なお,野外での遊宴などに酒や水を携える場合に,竹筒または筒形の容器が用いられ,これを〈ささえ(小筒,竹筒)〉とか吸筒(すいづつ)と呼んだ。古くこうした用途には皮袋を用いたことが知られているが,須恵器の中には皮袋を模した袋形瓶(へい)や扁平で紐とおし用の耳をもつ提瓶(ていべい)があり,正倉院宝物の中には注ぎ口の器形に西方の皮袋の名残をとどめている角形の漆胡樽(しつこそん)が残されている。また奈良時代や平安時代の記録の中には瓶子とともに胡瓶の名が見られるが,その名のごとくこれも漆胡樽や,やはり正倉院に伝わる八曲や十二曲長坏の類と同様,西方の酒器に基づくものであろう。
→酒
執筆者:河田 貞+西村 潔
他の歴史世界と同様に,中国の酒器も酒の発達と連関し,また時代,地域によりはなはだ多様である。前1500年の殷代,権力者が主宰する祭祀のための青銅酒器類がまず目をひく。饕餮(とうてつ)文をはじめとした怪獣文様で表面を飾るそれらは経書にも記載されるが,遺物としても20世紀初頭に陝西省で発見された柉禁(へんきん)に代表されるように,觶(し),卣(ゆう),爵(しやく),角(かく),觚(こ),斝(か),盉(か),尊(そん)などに分化している。なかでも大きな酒容器の尊は青銅祭器を尊彝(そんい)と総称するように,酒器の代表として意識され,〈尊い〉という言葉の淵源ともなった。また3足で流と呼ぶ注ぎ口と2本の柱を持つ爵は権力者から賜与される酒器で,のちの爵位につながる(青銅器)。

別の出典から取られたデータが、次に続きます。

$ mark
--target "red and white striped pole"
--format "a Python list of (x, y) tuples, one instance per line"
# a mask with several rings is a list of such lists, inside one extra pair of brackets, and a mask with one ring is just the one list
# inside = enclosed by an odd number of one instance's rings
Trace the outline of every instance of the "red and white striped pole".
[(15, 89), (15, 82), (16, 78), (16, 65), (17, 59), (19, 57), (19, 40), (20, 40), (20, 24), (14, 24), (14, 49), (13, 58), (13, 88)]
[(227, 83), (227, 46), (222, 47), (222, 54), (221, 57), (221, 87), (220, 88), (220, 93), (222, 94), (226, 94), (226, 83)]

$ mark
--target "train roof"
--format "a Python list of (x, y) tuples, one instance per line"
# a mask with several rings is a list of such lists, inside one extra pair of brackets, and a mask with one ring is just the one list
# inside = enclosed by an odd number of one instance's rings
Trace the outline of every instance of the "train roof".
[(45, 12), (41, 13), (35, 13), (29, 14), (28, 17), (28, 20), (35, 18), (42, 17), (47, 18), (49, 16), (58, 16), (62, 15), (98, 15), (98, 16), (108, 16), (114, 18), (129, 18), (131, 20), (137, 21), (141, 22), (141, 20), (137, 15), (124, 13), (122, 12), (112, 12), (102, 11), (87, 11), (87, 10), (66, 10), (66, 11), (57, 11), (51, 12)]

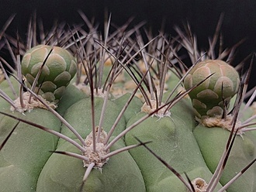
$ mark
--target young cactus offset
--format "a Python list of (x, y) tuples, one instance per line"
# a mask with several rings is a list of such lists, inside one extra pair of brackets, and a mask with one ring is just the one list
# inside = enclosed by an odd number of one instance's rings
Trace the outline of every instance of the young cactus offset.
[(238, 91), (239, 74), (223, 60), (206, 60), (191, 70), (184, 80), (185, 88), (189, 90), (204, 80), (189, 93), (192, 105), (200, 118), (221, 116)]
[[(232, 124), (237, 115), (227, 112), (232, 97), (244, 92), (237, 93), (238, 73), (221, 57), (202, 57), (188, 69), (178, 57), (189, 44), (181, 43), (184, 36), (142, 38), (140, 26), (123, 34), (126, 24), (110, 33), (108, 22), (102, 37), (80, 14), (89, 33), (32, 31), (43, 37), (36, 41), (41, 45), (20, 51), (21, 65), (19, 57), (14, 62), (19, 77), (13, 72), (0, 84), (0, 191), (255, 190), (255, 166), (232, 183), (235, 172), (256, 160), (256, 134), (239, 121)], [(10, 82), (20, 91), (16, 101)], [(244, 98), (238, 96), (237, 106)], [(32, 101), (43, 109), (24, 106)], [(220, 123), (209, 131), (213, 121)], [(226, 146), (230, 135), (235, 142)]]
[(29, 87), (47, 101), (57, 103), (76, 74), (76, 60), (61, 47), (39, 45), (24, 55), (22, 71)]

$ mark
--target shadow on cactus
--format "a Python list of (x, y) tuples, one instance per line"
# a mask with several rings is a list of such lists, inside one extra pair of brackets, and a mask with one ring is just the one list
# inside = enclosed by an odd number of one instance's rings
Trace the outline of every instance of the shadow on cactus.
[(109, 18), (102, 36), (79, 14), (88, 31), (37, 36), (30, 21), (26, 45), (3, 43), (18, 54), (16, 70), (1, 58), (12, 71), (1, 63), (2, 189), (254, 191), (255, 94), (243, 102), (253, 60), (240, 77), (233, 48), (215, 56), (221, 19), (203, 53), (189, 26), (143, 38), (129, 22), (110, 33)]

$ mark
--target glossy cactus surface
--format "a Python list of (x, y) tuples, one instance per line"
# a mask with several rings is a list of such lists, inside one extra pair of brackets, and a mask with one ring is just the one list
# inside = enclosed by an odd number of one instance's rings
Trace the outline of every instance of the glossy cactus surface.
[[(76, 34), (67, 50), (24, 50), (26, 84), (16, 73), (0, 82), (0, 191), (255, 191), (253, 111), (227, 60), (189, 69), (177, 60), (184, 36), (176, 47), (137, 29), (100, 41), (95, 29), (63, 33), (58, 42)], [(19, 111), (24, 95), (40, 105)]]

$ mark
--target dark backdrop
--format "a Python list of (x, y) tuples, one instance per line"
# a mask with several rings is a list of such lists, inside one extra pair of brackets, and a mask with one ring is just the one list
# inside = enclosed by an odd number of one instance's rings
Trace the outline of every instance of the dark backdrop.
[(175, 25), (182, 26), (188, 21), (197, 34), (202, 48), (206, 47), (207, 38), (213, 34), (220, 15), (223, 12), (224, 46), (230, 47), (240, 39), (247, 39), (238, 49), (237, 60), (256, 49), (254, 0), (0, 0), (0, 28), (12, 14), (16, 13), (8, 33), (19, 30), (21, 36), (25, 36), (28, 20), (35, 10), (45, 28), (50, 28), (56, 19), (70, 25), (82, 22), (78, 9), (89, 19), (95, 18), (95, 22), (102, 24), (106, 9), (112, 13), (112, 22), (118, 26), (133, 16), (133, 24), (146, 21), (146, 26), (156, 33), (163, 20), (165, 21), (164, 31), (171, 34)]

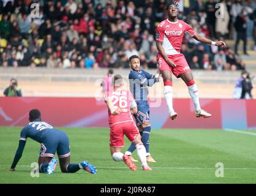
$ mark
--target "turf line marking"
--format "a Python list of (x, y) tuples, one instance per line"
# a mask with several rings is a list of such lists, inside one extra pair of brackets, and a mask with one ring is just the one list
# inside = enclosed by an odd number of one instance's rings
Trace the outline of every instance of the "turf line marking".
[[(0, 167), (9, 167), (10, 165), (0, 165)], [(17, 165), (17, 167), (30, 167), (30, 165)], [(97, 167), (95, 166), (97, 168), (105, 168), (105, 169), (122, 169), (122, 168), (127, 168), (127, 167)], [(215, 167), (151, 167), (153, 169), (159, 169), (159, 170), (216, 170)], [(256, 168), (225, 168), (225, 170), (256, 170)]]
[(252, 133), (252, 132), (249, 132), (244, 131), (244, 130), (239, 130), (231, 129), (225, 129), (224, 130), (226, 130), (226, 131), (230, 131), (230, 132), (235, 132), (235, 133), (238, 133), (238, 134), (242, 134), (250, 135), (256, 136), (256, 134), (255, 134), (255, 133)]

青銅の祭祀酒器の多くの形式は秦・漢時代には姿を消すが,日用の酒器として卮(し),盃(はい)(杯),觴(しよう),盌(わん)などの杯類や酒を暖める3足の釜である鐺(とう)(鎗(そう))などが一般化する。鴻門の会で樊噲(はんかい)が飲む卮は四升の大盃というが,容量の単位や当時の酒のアルコール度の低さを考えると額面通りではない。各酒器の漢字でも明らかなように,その素材は木,土,骨角,金属などさまざまだが,やはり玉杯が最高で,象箸(ぞうちよ),玉杯は奢侈(しやし)の象徴とされた。玉杯の実物は戦国時代からあるが,詩になどに詠まれ一般化するのは唐代で,西方からのブドウ酒の流行とも関係してもてはやされた。なお唐代にはペルシア風金銀類の酒器も上流階級に使われた。宋代10世紀以後には酒の種類も著しく増加し,都市生活の繁栄とあいまって酒楼などで出す銀や陶磁の酒器も現在と変わらなくなる。特に目だつのは元以後,主として景徳鎮で作られた馬上杯と呼ぶ脚の長い盃で,白地に銅顔料の発色による赤いアブストラクトを浮き出させ,清酒の普及とともに広く愛好された。このほか口の大きい小型陶壺で中に湯を入れて上に盃をのせる保温酒器や,北方寒地で上にコーリャン酒などを入れ下にアルコールや度数の強い蒸留酒を入れて燃やす金属性の燗器,水筒形で酒鼈(しゆべつ)と呼ばれる偏提(へんてい)も中国的な酒器であろう。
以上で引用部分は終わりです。